For 11 U.S.C. § 365(e) to apply the partnership agreement must be an executory contract. An executory contract is a contract under which the obligation of both parties are so far unperformed that the failure of either to completely perform would constitute a material breach excusing the performance of the other.[11] Under the agreement the partners each have an obligation to contribute amounts in cash to the partnership when required. Failure to do so is a default. All management decisions or other matters affecting the partnership should be made by unanimous agreement. Mutural obligation among all the participants in partnership dissolution agreement create an executory relationship between the parties.[12] An executory contract exists where "performance remains due to some extent on both sides".[13] I find this partnership agreement is an executory contract subject to 11 U.S.C. § 365(e).

However, Section 365(c) states:

*713 (c) The trustee may not assume or assign an executory contract or unexpired lease of the debtor, whether or not such contract or lease prohibits or restricts assignment of rights or delegation of duties, if —
(1)(A) applicable law excuses a party, other than the debtor, to such contract or lease from accepting performance from or rendering performance to an entity other than the debtor or the debtor in possession or an assignee of such contract or lease, whether or not such contract or lease prohibits or restricts assignment of rights or delegation of duties; and
(B) such party does not consent to such assumption or assignment; or . . . (emphasis added)

The partnership agreement creates a fiduciary relationship among the partners.[14] It is a contract based on personal trust and confidence.[15] The partners fiduciary character imposes upon the parties the duty of good faith and fair dealing and requires that none of the partners take unfair advantage.[16] A partnership agreement is a contract based on personal trust and confidence, which cannot be assigned or assumed without consent of the parties.[17]

Although the partnership agreement is an executory contract, Section 365(c) prevents the Debtor-in-possession from assuming or assigning the partnership other than such assignment as allowed by the Idaho Uniform Partnership Law. Therefore, section 365(e) does not apply to the partnership agreement and the Debtor-in-Possession is not entitled to assign or assume the partnership contract.
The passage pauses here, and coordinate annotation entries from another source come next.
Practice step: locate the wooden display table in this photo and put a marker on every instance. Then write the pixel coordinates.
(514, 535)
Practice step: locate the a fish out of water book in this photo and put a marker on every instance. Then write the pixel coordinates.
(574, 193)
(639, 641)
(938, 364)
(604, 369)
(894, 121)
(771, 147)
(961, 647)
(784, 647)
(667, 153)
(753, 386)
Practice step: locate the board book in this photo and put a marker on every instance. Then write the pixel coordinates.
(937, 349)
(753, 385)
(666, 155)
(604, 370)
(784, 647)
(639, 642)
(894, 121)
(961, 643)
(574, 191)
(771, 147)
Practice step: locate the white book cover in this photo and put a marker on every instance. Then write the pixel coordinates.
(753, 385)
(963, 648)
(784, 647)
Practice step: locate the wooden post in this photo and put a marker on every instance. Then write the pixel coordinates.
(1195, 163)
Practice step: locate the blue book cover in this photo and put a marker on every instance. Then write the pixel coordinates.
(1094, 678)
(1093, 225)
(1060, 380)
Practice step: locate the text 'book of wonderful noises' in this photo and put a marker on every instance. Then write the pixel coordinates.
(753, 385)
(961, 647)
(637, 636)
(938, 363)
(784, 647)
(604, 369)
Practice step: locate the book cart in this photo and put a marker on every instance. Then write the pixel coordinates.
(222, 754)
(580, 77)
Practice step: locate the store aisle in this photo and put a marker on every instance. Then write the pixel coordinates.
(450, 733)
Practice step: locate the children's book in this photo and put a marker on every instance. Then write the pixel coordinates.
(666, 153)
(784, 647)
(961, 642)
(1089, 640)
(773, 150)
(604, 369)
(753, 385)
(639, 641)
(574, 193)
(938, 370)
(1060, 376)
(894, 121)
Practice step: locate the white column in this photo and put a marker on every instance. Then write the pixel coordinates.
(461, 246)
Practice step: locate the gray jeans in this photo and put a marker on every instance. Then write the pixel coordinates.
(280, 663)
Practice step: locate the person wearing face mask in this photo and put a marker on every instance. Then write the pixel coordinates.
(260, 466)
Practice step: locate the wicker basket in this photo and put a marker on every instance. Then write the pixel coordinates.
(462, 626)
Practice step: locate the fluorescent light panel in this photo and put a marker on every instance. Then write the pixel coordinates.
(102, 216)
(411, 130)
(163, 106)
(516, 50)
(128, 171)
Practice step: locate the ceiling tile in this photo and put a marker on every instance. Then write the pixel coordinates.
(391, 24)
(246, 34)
With regards to partnership activities, Idaho law excuses a partner from accepting performance from or rendering performance to an entity other than a partner without all the partner's consent. A Debtor-in-Possession is a different legal entity than the debtor-partner.[18] Assignment of partner's interest to a new entity merely entitles the assignee to receive the contract profits to which the assigning partner is entitled.[19] The assignee is not entitled to management or voting rights. The Debtor-in-Possession is entitled only to the surplus or profits from the Partnership.

IV.

CONCLUSION

In this instance, there is no conflict between Idaho Uniform Partnership Law and the United States Bankruptcy Code. Laughlin as a Debtor-in-Possession does not have the authority of a general partner to file an involuntary petition. The Idaho State Law provides an adequate method for the dissolution and winding up of partnership affairs. The involuntary bankruptcy petition of Sunset Developers will be dismissed for the foregoing reasons.

NOTES

[1] I.C. § 53-331(5).

[2] I.C. § 53-331(1)(b).

[3] I.C. § 53-329.

[4] I.C. § 53-330.

[5] I.C. § 53-333.

[6] I.C. § 53-337.

[7] I.C. § 53-327.

[8] 11 U.S.C. § 541.

[9] I.C. § 53-326; In re Gadberry, 30 B.R. 13, 14 (Bankr.C.D.Ill.1983); In re Fulton, 43 B.R. 273, 274 (Bankr.M.D.Tenn.1984).

[10] In re Gadberry, 30 B.R. at 14.

[11] In re Select-A-Seat Corp., 625 F.2d 290 (9th Cir.1980); In re Coordinated Financial Planning Corp., 65 B.R. 711, 713 (BAP 9th Cir.1986); Countryman, Executory Contract in Bankruptcy, 57 Minn.L.R. 439, 460 (1973).

[12] In re Murgoitio, 84 IBCR 84, 86 (Bankr.Id. 1984).

[13] Id.

[14] I.C. § 53-321.

[15] In re Harms, 10 B.R. 817, 821 (Bankr.Colo. 1981).

[16] In re Stanton, 38 B.R. 746, 752 (BAP 9th Cir., 1984).

[17] In re Harms, 10 B.R. at 821.

[18] In re Harms, 10 B.R. at p. 822.

[19] I.C. § 53-326 and I.C. § 53-327.